La mise en scène de Gilles Rico doit ainsi composer avec la singularité du Lido. Ancien cabaret, et disposant à ce titre d’une disposition scénique unique sur le paysage théâtral parisien, la convergence des regards porte essentiellement sur une avant-scène montante, bordée de tables sur trois côtés. Le parti pris résidera donc dans une essentialisation des lieux, avec principalement trois lieux abordés, les rues de Rochefort, le café d’Yvonne et l’appartement des jumelles ; quand bien même quelques décors amovibles viendront compléter les tableaux. Outre ces éléments physiques, saluons également le bon usage des écrans en prolongement de cette vision, avec des projections 3D globalement neutres et accentuant la concentration de l’action tout en étoffant le rendu visuel des tableaux.

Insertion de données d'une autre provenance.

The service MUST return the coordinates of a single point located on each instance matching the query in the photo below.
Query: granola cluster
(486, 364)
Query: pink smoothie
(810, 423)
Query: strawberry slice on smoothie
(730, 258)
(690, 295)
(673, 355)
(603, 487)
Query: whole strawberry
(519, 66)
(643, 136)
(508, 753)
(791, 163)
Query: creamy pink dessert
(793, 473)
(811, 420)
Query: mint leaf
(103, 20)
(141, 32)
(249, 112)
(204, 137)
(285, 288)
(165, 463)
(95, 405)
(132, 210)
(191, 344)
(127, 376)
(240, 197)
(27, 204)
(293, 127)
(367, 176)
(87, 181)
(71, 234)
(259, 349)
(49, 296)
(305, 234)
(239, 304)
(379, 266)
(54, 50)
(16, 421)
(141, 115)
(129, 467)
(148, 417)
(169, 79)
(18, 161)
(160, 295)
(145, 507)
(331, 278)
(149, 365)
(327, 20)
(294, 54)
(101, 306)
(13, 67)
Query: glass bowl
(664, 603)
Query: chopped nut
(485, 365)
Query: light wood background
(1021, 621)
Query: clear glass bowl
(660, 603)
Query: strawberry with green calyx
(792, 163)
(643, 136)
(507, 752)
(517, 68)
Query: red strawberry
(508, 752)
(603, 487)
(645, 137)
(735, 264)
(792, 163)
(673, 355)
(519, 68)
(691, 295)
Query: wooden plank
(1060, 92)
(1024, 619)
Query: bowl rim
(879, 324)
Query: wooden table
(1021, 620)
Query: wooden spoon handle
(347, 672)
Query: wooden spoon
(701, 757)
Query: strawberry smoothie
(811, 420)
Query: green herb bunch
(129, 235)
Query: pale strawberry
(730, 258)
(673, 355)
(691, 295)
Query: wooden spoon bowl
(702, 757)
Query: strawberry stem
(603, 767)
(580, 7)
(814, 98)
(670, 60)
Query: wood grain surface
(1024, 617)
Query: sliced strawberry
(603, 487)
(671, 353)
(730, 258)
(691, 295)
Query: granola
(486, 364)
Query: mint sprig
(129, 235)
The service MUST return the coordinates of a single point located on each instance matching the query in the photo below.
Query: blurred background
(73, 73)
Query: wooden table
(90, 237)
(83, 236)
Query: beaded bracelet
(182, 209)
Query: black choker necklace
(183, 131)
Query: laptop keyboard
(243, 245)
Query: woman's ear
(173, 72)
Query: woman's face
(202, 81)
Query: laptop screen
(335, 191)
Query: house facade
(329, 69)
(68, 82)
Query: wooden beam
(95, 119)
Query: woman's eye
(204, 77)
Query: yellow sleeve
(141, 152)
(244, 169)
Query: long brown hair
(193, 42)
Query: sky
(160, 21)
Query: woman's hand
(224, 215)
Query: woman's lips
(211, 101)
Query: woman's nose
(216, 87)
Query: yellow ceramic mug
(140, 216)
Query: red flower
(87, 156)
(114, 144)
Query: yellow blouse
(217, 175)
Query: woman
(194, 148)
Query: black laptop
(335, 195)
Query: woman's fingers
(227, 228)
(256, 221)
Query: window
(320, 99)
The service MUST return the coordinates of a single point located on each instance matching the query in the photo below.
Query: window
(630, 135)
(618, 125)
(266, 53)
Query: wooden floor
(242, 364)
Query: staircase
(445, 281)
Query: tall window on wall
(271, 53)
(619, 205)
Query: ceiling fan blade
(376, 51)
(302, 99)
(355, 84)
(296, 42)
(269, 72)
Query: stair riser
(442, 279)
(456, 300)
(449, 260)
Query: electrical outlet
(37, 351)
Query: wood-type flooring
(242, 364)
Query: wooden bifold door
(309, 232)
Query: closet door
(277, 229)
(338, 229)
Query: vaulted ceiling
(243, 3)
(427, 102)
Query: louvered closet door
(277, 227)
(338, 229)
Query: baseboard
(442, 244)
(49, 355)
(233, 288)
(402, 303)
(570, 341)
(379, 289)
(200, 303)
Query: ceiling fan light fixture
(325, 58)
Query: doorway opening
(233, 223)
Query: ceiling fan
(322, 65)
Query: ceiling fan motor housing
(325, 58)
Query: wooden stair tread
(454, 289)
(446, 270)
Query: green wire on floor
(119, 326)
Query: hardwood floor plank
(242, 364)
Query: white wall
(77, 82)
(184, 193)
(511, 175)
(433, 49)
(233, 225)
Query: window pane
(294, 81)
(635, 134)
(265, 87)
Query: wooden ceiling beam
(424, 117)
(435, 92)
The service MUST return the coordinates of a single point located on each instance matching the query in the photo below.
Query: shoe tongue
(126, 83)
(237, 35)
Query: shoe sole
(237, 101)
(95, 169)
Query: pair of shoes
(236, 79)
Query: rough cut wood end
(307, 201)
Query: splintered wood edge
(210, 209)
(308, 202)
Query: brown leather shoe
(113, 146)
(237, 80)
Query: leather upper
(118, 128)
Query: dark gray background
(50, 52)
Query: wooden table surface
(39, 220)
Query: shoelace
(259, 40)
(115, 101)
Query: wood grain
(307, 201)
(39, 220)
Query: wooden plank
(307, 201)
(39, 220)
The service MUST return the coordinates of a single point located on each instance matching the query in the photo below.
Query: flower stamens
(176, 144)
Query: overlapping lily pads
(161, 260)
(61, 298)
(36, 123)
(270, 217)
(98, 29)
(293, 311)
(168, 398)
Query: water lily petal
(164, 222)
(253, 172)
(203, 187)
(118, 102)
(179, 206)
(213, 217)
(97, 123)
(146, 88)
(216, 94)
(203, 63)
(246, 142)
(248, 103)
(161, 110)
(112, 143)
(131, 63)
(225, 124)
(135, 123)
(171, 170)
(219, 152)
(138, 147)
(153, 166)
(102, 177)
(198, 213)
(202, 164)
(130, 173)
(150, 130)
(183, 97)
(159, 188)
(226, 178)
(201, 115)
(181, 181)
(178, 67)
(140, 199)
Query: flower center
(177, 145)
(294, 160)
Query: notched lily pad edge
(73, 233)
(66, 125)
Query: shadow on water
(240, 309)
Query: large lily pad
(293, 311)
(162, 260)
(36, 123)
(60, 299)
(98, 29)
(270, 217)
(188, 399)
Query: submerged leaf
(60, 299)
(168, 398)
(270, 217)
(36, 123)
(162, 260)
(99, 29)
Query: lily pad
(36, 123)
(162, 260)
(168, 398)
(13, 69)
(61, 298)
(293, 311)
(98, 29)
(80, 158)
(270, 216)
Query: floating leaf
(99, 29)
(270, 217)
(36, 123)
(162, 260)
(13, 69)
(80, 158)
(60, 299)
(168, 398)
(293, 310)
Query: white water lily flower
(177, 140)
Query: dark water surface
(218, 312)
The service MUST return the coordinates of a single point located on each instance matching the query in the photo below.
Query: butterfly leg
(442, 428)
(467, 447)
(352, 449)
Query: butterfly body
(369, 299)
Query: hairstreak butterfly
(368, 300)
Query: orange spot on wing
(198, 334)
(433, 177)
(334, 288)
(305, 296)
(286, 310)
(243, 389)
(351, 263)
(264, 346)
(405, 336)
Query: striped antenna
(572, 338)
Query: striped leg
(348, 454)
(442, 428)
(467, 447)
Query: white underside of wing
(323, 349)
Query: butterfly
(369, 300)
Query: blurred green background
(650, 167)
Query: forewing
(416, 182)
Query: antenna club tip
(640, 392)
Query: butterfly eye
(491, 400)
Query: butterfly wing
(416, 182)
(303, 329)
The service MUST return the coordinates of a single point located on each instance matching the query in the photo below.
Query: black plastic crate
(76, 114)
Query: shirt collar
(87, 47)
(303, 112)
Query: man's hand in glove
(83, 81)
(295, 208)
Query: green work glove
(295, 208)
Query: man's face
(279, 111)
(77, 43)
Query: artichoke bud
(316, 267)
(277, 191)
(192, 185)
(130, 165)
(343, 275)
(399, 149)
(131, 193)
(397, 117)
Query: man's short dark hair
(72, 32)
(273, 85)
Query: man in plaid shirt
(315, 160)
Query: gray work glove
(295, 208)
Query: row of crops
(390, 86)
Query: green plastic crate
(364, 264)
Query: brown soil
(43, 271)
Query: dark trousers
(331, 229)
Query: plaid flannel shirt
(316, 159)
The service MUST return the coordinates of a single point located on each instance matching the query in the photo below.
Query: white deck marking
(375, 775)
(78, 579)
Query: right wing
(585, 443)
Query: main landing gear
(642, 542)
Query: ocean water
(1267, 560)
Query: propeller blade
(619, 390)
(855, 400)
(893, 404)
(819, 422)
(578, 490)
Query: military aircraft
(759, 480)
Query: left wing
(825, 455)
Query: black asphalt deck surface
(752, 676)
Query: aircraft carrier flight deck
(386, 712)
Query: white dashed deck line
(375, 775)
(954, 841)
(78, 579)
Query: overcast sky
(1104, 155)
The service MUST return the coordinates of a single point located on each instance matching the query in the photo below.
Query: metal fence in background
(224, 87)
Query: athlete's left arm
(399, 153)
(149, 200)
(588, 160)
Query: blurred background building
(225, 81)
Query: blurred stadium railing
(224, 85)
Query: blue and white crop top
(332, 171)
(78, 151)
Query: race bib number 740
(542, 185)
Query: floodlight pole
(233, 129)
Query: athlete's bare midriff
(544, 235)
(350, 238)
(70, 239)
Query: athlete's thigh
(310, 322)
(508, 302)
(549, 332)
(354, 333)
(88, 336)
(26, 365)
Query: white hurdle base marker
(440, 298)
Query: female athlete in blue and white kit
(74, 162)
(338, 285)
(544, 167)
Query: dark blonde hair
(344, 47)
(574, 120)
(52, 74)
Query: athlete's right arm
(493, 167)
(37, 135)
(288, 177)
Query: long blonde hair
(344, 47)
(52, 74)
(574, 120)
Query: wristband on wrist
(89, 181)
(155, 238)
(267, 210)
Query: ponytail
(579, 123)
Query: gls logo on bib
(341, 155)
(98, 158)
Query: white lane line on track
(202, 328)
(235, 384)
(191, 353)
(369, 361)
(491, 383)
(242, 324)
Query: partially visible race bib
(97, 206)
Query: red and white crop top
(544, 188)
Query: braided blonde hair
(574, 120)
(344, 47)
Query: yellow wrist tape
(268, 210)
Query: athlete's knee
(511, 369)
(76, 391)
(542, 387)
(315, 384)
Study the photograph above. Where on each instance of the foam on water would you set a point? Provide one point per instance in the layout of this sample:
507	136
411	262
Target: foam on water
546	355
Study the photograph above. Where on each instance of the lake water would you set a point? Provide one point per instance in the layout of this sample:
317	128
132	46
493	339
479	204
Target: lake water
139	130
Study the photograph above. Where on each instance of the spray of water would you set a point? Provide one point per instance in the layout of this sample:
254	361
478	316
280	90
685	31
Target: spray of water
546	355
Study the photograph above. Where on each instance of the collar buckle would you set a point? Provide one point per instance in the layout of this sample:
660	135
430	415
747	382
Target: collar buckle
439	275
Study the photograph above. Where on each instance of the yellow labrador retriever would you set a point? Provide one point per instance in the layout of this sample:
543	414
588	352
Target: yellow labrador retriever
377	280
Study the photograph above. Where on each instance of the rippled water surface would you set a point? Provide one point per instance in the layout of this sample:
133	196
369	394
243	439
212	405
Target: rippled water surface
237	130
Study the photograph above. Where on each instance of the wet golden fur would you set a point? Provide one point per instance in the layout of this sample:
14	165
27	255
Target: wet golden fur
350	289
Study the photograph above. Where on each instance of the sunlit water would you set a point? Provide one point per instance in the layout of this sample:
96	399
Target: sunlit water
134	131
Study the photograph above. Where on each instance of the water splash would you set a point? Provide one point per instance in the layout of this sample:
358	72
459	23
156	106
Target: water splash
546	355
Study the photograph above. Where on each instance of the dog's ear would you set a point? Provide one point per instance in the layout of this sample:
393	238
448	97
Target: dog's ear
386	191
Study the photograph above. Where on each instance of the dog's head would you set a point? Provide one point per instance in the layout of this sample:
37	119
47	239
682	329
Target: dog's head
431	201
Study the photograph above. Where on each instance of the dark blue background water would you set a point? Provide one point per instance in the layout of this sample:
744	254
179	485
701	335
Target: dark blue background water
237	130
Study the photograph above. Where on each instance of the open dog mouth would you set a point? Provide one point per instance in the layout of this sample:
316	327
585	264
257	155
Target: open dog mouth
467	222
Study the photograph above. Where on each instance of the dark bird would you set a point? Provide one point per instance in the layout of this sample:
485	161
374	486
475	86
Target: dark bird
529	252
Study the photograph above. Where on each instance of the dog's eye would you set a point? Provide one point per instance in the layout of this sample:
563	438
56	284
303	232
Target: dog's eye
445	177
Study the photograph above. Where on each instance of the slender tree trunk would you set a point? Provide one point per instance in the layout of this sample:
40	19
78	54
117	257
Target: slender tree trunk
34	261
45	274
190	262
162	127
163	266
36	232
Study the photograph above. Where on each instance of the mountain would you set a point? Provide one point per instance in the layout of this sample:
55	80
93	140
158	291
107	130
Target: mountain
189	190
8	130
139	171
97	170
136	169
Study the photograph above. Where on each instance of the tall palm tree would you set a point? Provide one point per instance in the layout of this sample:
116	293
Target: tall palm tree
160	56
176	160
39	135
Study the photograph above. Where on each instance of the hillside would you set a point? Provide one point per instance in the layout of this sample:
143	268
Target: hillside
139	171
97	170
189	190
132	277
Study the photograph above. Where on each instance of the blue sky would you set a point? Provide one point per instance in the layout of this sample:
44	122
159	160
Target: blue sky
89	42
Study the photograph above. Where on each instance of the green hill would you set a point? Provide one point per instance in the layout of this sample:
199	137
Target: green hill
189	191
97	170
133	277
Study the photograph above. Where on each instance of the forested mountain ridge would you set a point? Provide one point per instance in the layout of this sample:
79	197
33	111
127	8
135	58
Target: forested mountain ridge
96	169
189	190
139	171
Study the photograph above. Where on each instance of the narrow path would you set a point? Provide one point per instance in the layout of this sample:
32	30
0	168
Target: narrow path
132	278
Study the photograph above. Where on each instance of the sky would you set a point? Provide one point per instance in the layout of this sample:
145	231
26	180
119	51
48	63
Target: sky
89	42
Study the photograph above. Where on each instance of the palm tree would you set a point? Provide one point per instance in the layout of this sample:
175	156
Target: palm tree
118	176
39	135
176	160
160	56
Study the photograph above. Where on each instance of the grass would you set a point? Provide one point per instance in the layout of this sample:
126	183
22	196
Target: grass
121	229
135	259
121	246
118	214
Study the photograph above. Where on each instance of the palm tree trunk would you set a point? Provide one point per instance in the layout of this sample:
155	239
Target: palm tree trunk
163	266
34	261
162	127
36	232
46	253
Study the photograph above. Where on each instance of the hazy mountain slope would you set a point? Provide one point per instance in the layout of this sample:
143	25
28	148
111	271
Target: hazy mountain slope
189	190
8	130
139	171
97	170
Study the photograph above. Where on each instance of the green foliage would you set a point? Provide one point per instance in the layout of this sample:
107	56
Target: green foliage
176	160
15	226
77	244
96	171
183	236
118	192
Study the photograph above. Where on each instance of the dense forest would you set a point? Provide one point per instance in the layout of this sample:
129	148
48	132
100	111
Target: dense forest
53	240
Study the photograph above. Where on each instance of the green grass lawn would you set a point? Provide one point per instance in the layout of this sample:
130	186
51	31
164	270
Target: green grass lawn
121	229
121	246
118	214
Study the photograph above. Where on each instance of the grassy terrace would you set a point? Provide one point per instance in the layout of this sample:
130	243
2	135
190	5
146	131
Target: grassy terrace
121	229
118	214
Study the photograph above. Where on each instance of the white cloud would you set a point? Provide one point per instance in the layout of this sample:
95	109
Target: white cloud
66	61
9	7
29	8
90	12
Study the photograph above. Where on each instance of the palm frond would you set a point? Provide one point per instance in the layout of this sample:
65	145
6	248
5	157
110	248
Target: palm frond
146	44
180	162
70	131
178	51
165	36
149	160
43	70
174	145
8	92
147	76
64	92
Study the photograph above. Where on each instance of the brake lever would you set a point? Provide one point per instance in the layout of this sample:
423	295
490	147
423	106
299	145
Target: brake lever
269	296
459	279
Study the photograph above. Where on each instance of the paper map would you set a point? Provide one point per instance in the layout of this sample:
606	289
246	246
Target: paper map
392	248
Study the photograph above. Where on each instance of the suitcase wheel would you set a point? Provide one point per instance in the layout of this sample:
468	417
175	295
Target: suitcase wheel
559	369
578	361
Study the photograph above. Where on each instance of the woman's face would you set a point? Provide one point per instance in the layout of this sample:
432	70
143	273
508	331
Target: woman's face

Cette production procède de nouveau à une séparation, sans mauvais jeu de mots en deux actes successifs ; le premier s’achevant avec « De Hambourg à Rochefort » quand le second débute avec … « La femme coupée en morceaux ». Force est de reconnaître que cette dichotomie fonctionne particulièrement bien, dans la mesure où la succession de passage plus monolithique du 1er acte connaît ainsi un final choral avec la superposition d’une multitude de leitmotivs avant de céder la place aux marivaudages désormais rendus possibles de la seconde partie. L’on note également quelques ajouts, pas toujours heureux, à l’instar de la scène de la malle avec Dutrouz, où encore de la plaisanterie de Maxence pour laquelle la rupture de ton isolée tombe finalement comme un cheveu sur la soupe. L’on remarque également deux relectures comiques de personnages : le Lancien de Victor Bourigault penche davantage vers une pathétique veulerie quand le Boubou de Daniel Smith, qui passe le plus clair du temps à cabotiner à grand renfort de pirouettes en tout genre à manifestement très redoublé ! Finalement, l’utilisation de la scène du Lido pour la Kermesse dans un long passage instrumental tire le maximum de l’un des passages les moins populaires de la partition de Legrand.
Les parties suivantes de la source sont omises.